The following parts are replaced:

  • 2 metallic graphite brushes
  • 2 copper inlet/outlet fitting seals
  • 1 motor “can” to brush section o-ring seal
  • 1 brush section to pump housing o-ring seal
  • 1 pump vane cover o-ring seal
  • 1 “nose” section o-ring
  • 3 M4x12mm Cheese Head screws w/ lock washers
  • 6 M4x16mm Cheese Head screws w/ lock washers
  • 2 M4 nuts w/washers

Proceed as follows:

  1. The motor “can” section is assembled first. The brushes are assessed to determine if they are sufficiently worn to warrant replacement. If they need to be replaced, the old ones are removed with a de-soldering iron and new ones soldered in place. The old brushes are replaced with a set of brushes that have a small recess cut on the brush near the shunt attachment point so as to allow easy passage of the brush through the brush holder.
  2. If the commutator has sufficient “meat” left on it and the armature is otherwise okay (if not—it is sent for rewind and new commutator or a good donor is used), the commutator is polished with a very fine grade sandpaper (1500-2000grit) by chucking top side up in a drill press and running at a slow speed.
  3. The armature is inserted through the small hole in the pump base being careful to ensure the correct number of shims are used on the motor side as well as the vane side. The brushes are retracted in the same manner as when disassembling. The e-clip is re-attached to secure the armature. Shims are replaced on the top of the armature in the order and number as removed.
  4. A rubber o-ring is placed around the top part of the pump base to form a seal between the motor “can’ and the top of the pump base.
  5. The “can” is fitted over the brush assembly being careful to maintain the same orientation as before disassembly. The two studs are passed through the holes in the brush section and 2-M4 nuts and washers are used to secure it in place. Care is taken to ensure that the o-ring seats properly.
  6. At this point, the motor assembly is connected to a 12 volt D.C. source and run for a short time to ensure there is no binding or other fault and that the armature is rotating in the correct direction. If it is not, then the “can” will need to be removed and rotated 180 degrees.
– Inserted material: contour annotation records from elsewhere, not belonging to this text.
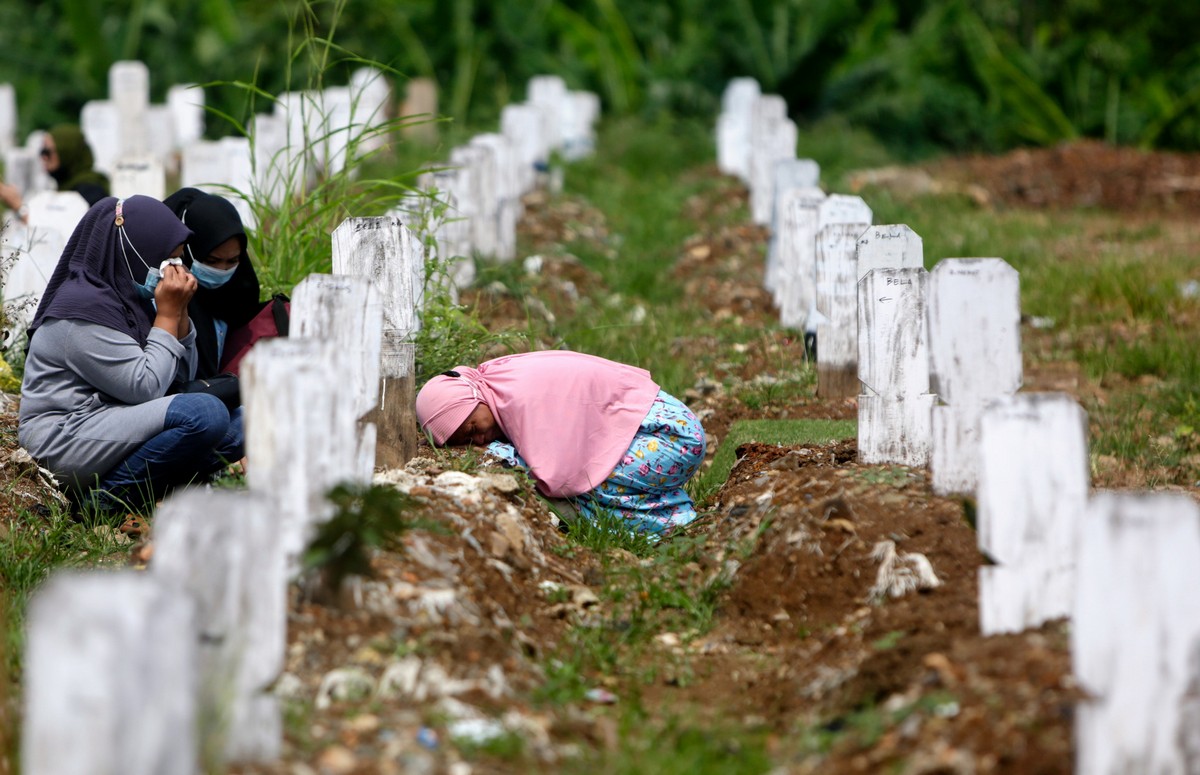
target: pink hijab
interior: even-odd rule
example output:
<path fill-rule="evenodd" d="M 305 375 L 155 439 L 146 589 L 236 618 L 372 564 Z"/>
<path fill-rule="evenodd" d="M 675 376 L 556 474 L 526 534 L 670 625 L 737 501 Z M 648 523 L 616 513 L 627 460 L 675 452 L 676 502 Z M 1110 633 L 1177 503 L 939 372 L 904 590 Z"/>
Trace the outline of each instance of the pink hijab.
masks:
<path fill-rule="evenodd" d="M 416 421 L 439 446 L 480 403 L 552 498 L 578 495 L 608 477 L 659 393 L 644 368 L 545 350 L 455 367 L 416 396 Z"/>

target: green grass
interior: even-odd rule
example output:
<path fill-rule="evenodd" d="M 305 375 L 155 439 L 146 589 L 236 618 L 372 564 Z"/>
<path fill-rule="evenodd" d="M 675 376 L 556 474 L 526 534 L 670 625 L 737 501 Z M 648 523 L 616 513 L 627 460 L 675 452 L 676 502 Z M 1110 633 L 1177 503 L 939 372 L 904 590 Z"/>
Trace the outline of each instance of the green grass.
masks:
<path fill-rule="evenodd" d="M 704 499 L 716 492 L 737 462 L 737 449 L 748 441 L 780 446 L 815 445 L 854 438 L 857 433 L 858 423 L 853 420 L 739 420 L 721 439 L 712 465 L 691 481 L 692 495 Z"/>

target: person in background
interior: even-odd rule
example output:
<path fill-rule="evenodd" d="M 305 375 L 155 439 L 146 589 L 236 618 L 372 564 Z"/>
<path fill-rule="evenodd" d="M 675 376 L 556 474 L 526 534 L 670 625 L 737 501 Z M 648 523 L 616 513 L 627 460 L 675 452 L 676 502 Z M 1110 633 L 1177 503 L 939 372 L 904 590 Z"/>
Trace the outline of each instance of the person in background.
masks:
<path fill-rule="evenodd" d="M 221 373 L 229 331 L 250 323 L 263 308 L 258 275 L 246 253 L 246 228 L 224 197 L 181 188 L 163 202 L 192 230 L 184 245 L 184 264 L 199 287 L 187 311 L 199 354 L 196 377 L 210 379 Z"/>
<path fill-rule="evenodd" d="M 29 328 L 18 438 L 80 506 L 148 513 L 242 457 L 240 409 L 167 396 L 196 371 L 196 278 L 179 260 L 191 235 L 157 199 L 101 199 Z"/>
<path fill-rule="evenodd" d="M 46 132 L 40 156 L 42 168 L 58 184 L 59 191 L 74 191 L 89 205 L 108 196 L 108 178 L 92 169 L 95 157 L 78 126 L 60 124 Z M 29 217 L 29 209 L 16 186 L 0 182 L 0 200 L 22 221 Z"/>
<path fill-rule="evenodd" d="M 704 429 L 646 370 L 568 350 L 456 366 L 421 388 L 416 419 L 434 445 L 487 447 L 586 518 L 659 535 L 696 518 L 683 486 Z"/>

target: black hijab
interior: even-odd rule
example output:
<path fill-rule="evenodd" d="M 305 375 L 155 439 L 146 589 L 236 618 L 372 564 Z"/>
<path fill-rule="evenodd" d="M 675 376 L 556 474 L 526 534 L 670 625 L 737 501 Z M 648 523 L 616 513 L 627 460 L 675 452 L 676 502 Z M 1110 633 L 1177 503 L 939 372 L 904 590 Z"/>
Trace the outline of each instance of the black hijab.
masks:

  7. The entire motor section is next attached to the main pump body by first placing a small rubber o-ring over the “nose” of the section where the armature shaft is. This will cushion the motor section against the pump body. Next, a large rubber o- ring is stretched around the circumference of the motor section. The motor section is then lowered over the pump body and secured with 3-M4x12 Cheese head screws and washers.
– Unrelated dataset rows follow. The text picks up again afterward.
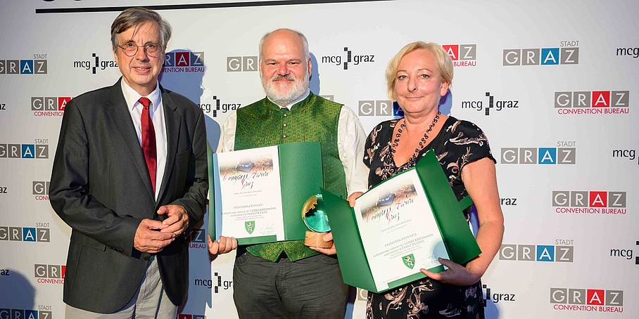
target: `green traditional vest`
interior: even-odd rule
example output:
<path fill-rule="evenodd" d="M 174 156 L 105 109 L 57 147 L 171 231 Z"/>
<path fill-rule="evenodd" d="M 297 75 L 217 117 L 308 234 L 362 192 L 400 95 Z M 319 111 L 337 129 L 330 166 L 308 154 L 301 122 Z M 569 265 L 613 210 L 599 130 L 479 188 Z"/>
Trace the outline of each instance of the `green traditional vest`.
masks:
<path fill-rule="evenodd" d="M 321 143 L 324 188 L 346 198 L 346 179 L 339 160 L 337 127 L 342 105 L 311 92 L 291 110 L 265 98 L 237 110 L 236 150 L 295 142 Z M 254 256 L 275 261 L 282 252 L 291 261 L 316 255 L 303 240 L 272 242 L 246 247 Z"/>

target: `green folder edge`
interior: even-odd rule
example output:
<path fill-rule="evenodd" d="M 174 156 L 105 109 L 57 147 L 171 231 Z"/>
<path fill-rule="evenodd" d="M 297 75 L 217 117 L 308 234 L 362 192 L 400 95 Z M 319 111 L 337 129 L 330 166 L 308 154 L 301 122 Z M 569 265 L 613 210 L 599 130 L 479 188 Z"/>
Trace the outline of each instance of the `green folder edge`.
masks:
<path fill-rule="evenodd" d="M 431 200 L 429 202 L 450 260 L 464 264 L 479 256 L 481 251 L 464 214 L 461 214 L 462 210 L 472 204 L 470 196 L 457 202 L 433 150 L 426 152 L 426 155 L 411 169 L 417 170 L 426 196 L 438 198 L 436 202 Z M 428 183 L 426 183 L 426 181 Z M 417 273 L 388 282 L 388 289 L 377 291 L 364 252 L 354 210 L 348 201 L 328 190 L 322 188 L 320 193 L 324 197 L 324 210 L 331 224 L 345 283 L 380 293 L 426 277 L 422 273 Z M 327 209 L 326 207 L 331 209 Z M 339 258 L 340 256 L 342 258 Z M 444 268 L 438 266 L 429 270 L 438 273 Z"/>
<path fill-rule="evenodd" d="M 208 144 L 208 143 L 207 143 Z M 302 220 L 302 207 L 308 197 L 317 193 L 324 184 L 322 149 L 320 142 L 279 144 L 278 148 L 280 184 L 282 193 L 284 240 L 303 240 L 306 225 Z M 216 218 L 213 152 L 207 145 L 209 178 L 208 235 L 216 240 Z M 220 234 L 223 235 L 223 234 Z M 275 235 L 238 237 L 238 245 L 253 245 L 276 241 Z"/>

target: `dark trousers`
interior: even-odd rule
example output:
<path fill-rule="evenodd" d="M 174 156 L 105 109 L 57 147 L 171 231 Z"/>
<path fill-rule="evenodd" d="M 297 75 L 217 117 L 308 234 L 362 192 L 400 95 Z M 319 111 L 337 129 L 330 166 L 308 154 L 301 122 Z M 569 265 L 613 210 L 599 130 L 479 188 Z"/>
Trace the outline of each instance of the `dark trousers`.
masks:
<path fill-rule="evenodd" d="M 274 263 L 245 252 L 235 259 L 233 299 L 241 319 L 343 319 L 348 294 L 337 259 L 323 254 Z"/>

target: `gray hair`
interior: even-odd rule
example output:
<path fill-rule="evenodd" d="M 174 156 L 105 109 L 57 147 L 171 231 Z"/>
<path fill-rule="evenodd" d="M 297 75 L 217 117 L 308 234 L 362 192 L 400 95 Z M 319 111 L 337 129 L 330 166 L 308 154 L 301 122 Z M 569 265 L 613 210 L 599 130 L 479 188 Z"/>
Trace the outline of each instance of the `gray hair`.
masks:
<path fill-rule="evenodd" d="M 308 51 L 308 40 L 306 39 L 306 37 L 304 35 L 304 34 L 303 34 L 302 32 L 300 32 L 299 31 L 293 30 L 291 30 L 291 29 L 287 29 L 287 28 L 281 28 L 281 29 L 274 30 L 273 30 L 273 31 L 271 31 L 271 32 L 267 32 L 266 34 L 264 34 L 264 36 L 262 37 L 262 39 L 260 39 L 260 47 L 259 47 L 259 49 L 260 49 L 260 56 L 259 56 L 259 60 L 262 60 L 262 45 L 264 44 L 264 40 L 265 40 L 265 39 L 266 39 L 266 37 L 268 37 L 268 36 L 270 36 L 270 35 L 272 33 L 273 33 L 274 32 L 277 31 L 277 30 L 286 30 L 292 31 L 292 32 L 296 33 L 297 35 L 298 35 L 298 36 L 300 37 L 300 39 L 302 39 L 302 43 L 304 44 L 304 60 L 308 61 L 308 59 L 310 58 L 310 52 Z"/>
<path fill-rule="evenodd" d="M 166 49 L 167 44 L 171 39 L 171 25 L 162 18 L 157 12 L 146 8 L 129 8 L 122 11 L 111 24 L 111 44 L 113 51 L 118 48 L 118 36 L 131 27 L 139 25 L 146 22 L 158 24 L 160 29 L 160 40 L 162 48 Z"/>

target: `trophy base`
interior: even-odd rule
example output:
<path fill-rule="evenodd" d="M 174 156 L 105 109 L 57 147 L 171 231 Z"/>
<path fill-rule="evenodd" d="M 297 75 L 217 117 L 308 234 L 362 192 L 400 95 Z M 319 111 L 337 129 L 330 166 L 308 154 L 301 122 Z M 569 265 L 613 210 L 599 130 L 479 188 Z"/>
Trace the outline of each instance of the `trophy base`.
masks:
<path fill-rule="evenodd" d="M 304 245 L 312 247 L 331 248 L 333 247 L 333 241 L 324 242 L 324 235 L 326 235 L 326 233 L 315 233 L 307 230 L 306 236 L 304 239 Z"/>

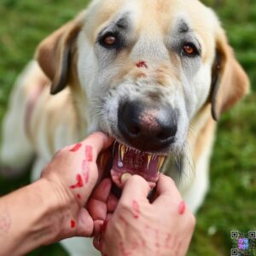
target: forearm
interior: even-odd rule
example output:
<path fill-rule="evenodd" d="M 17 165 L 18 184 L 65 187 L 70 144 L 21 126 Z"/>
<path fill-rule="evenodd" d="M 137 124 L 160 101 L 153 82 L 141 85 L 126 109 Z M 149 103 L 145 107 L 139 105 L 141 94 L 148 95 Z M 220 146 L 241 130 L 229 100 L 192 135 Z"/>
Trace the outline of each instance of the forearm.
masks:
<path fill-rule="evenodd" d="M 74 202 L 55 189 L 40 179 L 0 199 L 0 255 L 25 254 L 61 239 Z"/>

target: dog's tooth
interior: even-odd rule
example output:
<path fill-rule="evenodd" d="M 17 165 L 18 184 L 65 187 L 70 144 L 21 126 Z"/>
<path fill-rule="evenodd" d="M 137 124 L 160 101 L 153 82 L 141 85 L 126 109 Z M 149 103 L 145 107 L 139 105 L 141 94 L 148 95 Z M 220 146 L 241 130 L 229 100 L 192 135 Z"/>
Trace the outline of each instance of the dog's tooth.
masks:
<path fill-rule="evenodd" d="M 158 159 L 158 165 L 157 165 L 157 171 L 160 172 L 160 168 L 162 167 L 164 161 L 165 161 L 164 156 L 160 156 Z"/>
<path fill-rule="evenodd" d="M 152 154 L 148 154 L 148 167 L 147 167 L 148 170 L 148 167 L 149 167 L 149 163 L 150 163 L 151 158 L 152 158 Z"/>
<path fill-rule="evenodd" d="M 125 145 L 121 146 L 121 160 L 124 160 L 125 153 L 126 151 L 126 147 Z"/>

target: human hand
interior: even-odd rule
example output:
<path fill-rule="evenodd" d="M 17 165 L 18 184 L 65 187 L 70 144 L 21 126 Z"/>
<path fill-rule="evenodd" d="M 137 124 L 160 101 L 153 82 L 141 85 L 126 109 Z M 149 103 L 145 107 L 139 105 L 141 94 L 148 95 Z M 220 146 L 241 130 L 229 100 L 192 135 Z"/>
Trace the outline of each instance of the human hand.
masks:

  8. The pump assembly is turned over and vane installed. The vane must be installed with the narrow portion of the vane teeth pointed up towards the motor portion of the pump assembly; otherwise the pump will not push the fuel out of the pump properly.
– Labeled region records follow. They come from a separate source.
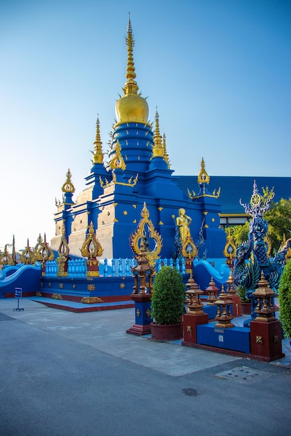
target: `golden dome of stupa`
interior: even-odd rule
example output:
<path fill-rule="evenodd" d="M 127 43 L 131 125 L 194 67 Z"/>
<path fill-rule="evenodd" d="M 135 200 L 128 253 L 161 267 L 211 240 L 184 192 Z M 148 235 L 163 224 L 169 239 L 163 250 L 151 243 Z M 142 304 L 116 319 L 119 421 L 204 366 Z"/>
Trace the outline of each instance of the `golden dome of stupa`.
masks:
<path fill-rule="evenodd" d="M 115 111 L 117 123 L 147 123 L 149 106 L 146 99 L 137 92 L 138 86 L 135 81 L 136 74 L 133 57 L 134 40 L 130 19 L 127 26 L 126 40 L 128 51 L 126 74 L 127 81 L 123 88 L 124 95 L 121 97 L 116 104 Z"/>

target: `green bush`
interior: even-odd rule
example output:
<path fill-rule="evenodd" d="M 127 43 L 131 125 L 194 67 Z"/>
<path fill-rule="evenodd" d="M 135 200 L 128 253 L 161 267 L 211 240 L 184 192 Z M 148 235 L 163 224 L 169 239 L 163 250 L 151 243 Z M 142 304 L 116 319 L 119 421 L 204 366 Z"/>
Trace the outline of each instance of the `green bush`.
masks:
<path fill-rule="evenodd" d="M 291 259 L 284 267 L 278 288 L 279 319 L 285 338 L 291 338 Z"/>
<path fill-rule="evenodd" d="M 175 268 L 163 267 L 156 274 L 151 297 L 151 316 L 157 324 L 177 324 L 181 321 L 186 288 L 181 274 Z"/>

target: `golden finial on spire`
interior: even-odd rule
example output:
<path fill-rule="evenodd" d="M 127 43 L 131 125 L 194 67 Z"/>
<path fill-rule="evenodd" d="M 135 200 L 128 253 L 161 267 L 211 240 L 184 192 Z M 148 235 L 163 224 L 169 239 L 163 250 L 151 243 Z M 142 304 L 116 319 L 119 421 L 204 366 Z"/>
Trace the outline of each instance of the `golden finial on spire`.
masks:
<path fill-rule="evenodd" d="M 202 157 L 202 159 L 201 161 L 201 171 L 199 173 L 198 176 L 198 183 L 209 183 L 209 180 L 210 178 L 206 171 L 205 164 Z"/>
<path fill-rule="evenodd" d="M 163 134 L 163 151 L 164 161 L 165 162 L 167 162 L 167 168 L 170 169 L 171 166 L 170 164 L 169 155 L 167 153 L 167 146 L 166 146 L 166 144 L 165 144 L 165 132 Z"/>
<path fill-rule="evenodd" d="M 102 142 L 100 137 L 100 121 L 98 115 L 97 115 L 96 120 L 96 136 L 95 138 L 94 151 L 93 152 L 93 163 L 94 164 L 103 164 L 103 153 L 102 152 Z"/>
<path fill-rule="evenodd" d="M 61 187 L 63 192 L 71 192 L 72 194 L 75 192 L 75 187 L 72 183 L 71 177 L 72 175 L 70 173 L 70 169 L 68 169 L 68 173 L 66 173 L 67 179 Z"/>
<path fill-rule="evenodd" d="M 147 123 L 149 106 L 145 98 L 138 93 L 133 49 L 135 44 L 131 28 L 130 17 L 128 17 L 127 26 L 127 66 L 126 77 L 127 81 L 123 88 L 124 95 L 117 102 L 116 114 L 118 123 Z"/>
<path fill-rule="evenodd" d="M 127 45 L 127 68 L 126 77 L 127 81 L 126 82 L 124 88 L 124 92 L 125 95 L 131 95 L 132 94 L 137 94 L 138 91 L 138 86 L 137 82 L 135 81 L 136 77 L 135 63 L 133 62 L 133 49 L 135 45 L 133 39 L 133 29 L 130 23 L 130 16 L 128 17 L 128 23 L 127 25 L 127 37 L 126 38 Z"/>
<path fill-rule="evenodd" d="M 160 126 L 158 123 L 158 109 L 156 111 L 156 129 L 154 135 L 154 147 L 152 157 L 163 157 L 163 149 L 162 146 L 162 137 L 160 134 Z"/>

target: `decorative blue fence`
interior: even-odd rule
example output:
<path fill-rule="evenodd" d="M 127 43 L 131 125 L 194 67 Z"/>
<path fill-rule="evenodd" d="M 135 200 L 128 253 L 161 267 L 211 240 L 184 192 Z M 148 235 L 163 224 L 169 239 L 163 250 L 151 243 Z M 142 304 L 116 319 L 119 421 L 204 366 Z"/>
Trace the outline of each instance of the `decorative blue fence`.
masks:
<path fill-rule="evenodd" d="M 68 277 L 86 277 L 86 259 L 72 259 L 68 261 Z M 104 277 L 130 277 L 132 275 L 131 268 L 137 265 L 135 258 L 133 259 L 104 259 L 99 263 L 99 275 Z M 184 258 L 174 260 L 170 259 L 158 259 L 156 263 L 156 271 L 158 272 L 163 266 L 175 267 L 181 274 L 185 274 L 185 260 Z M 57 260 L 49 260 L 45 265 L 45 275 L 49 277 L 57 277 L 58 272 Z"/>

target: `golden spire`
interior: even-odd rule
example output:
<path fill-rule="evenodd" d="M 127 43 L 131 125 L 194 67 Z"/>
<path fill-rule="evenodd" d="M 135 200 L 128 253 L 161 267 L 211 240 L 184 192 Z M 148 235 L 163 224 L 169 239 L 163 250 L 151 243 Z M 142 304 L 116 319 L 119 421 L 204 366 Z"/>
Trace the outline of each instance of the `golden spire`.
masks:
<path fill-rule="evenodd" d="M 167 162 L 167 168 L 170 169 L 171 166 L 170 164 L 169 155 L 167 153 L 167 147 L 166 147 L 166 144 L 165 144 L 165 132 L 163 134 L 163 150 L 164 160 L 165 160 L 165 162 Z"/>
<path fill-rule="evenodd" d="M 201 171 L 199 173 L 198 176 L 198 183 L 209 183 L 209 180 L 210 178 L 206 171 L 205 164 L 202 157 L 202 159 L 201 161 Z"/>
<path fill-rule="evenodd" d="M 119 123 L 147 123 L 149 106 L 146 99 L 141 97 L 140 93 L 137 93 L 138 86 L 135 80 L 136 74 L 133 55 L 135 42 L 130 17 L 126 42 L 128 52 L 126 73 L 127 81 L 123 88 L 124 95 L 117 102 L 117 118 Z"/>
<path fill-rule="evenodd" d="M 135 40 L 133 39 L 133 29 L 131 28 L 130 17 L 128 17 L 127 38 L 126 38 L 126 41 L 127 45 L 127 68 L 126 74 L 127 81 L 123 90 L 125 95 L 132 95 L 133 94 L 137 94 L 138 86 L 135 80 L 136 74 L 133 56 Z"/>
<path fill-rule="evenodd" d="M 163 157 L 163 149 L 162 146 L 162 137 L 160 134 L 160 126 L 158 123 L 158 109 L 156 111 L 156 129 L 154 135 L 153 157 Z"/>
<path fill-rule="evenodd" d="M 68 173 L 66 173 L 67 179 L 61 187 L 63 192 L 71 192 L 72 194 L 75 192 L 75 187 L 72 183 L 71 176 L 72 175 L 70 173 L 70 169 L 68 169 Z"/>
<path fill-rule="evenodd" d="M 100 137 L 100 122 L 99 118 L 97 115 L 96 120 L 96 136 L 95 138 L 94 151 L 93 152 L 93 163 L 94 164 L 103 164 L 103 153 L 102 152 L 102 142 Z"/>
  9. A large o-ring is inserted into the bottom pump base groove, the bottom plate cover put over the top and the six M4 Cheese head screws and washers used to secure it in place. A little SEAL ALL or other fuel compatible sealer—not silicone based- will help the o-ring sealing (Note: The bottom plate cover can be honed on a piece of plate glass with some fine grinding past if it is grooved—if the grooves are excessive, it is best to use a better one from a donor pump.
  10. The inlet and outlet fittings are then re-attached replacing the fuel filter on the inlet fitting and then putting a copper sealing ring under each fitting to ensure a leak proof joint. (Before re-using the outlet fitting, the operation of the check valve is observed to ensure proper functioning. This is done by blowing air through it. Air should only pass through the fitting in the normal direction of fuel flow. If the valve does not work properly, it may be stuck and some WD-4 or similar lubricant may free it up but it may be best to find another from a donor pump or purchase a new one-they are available through some European suppliers.)
  11. This basically completes the process.

The pump is now tested with fuel (Diesel, kerosene or even alcohol since these are less volatile and dangerous to use at this point than gasoline) in a small fixture to ensure proper pumping action including delivery volume and current draw.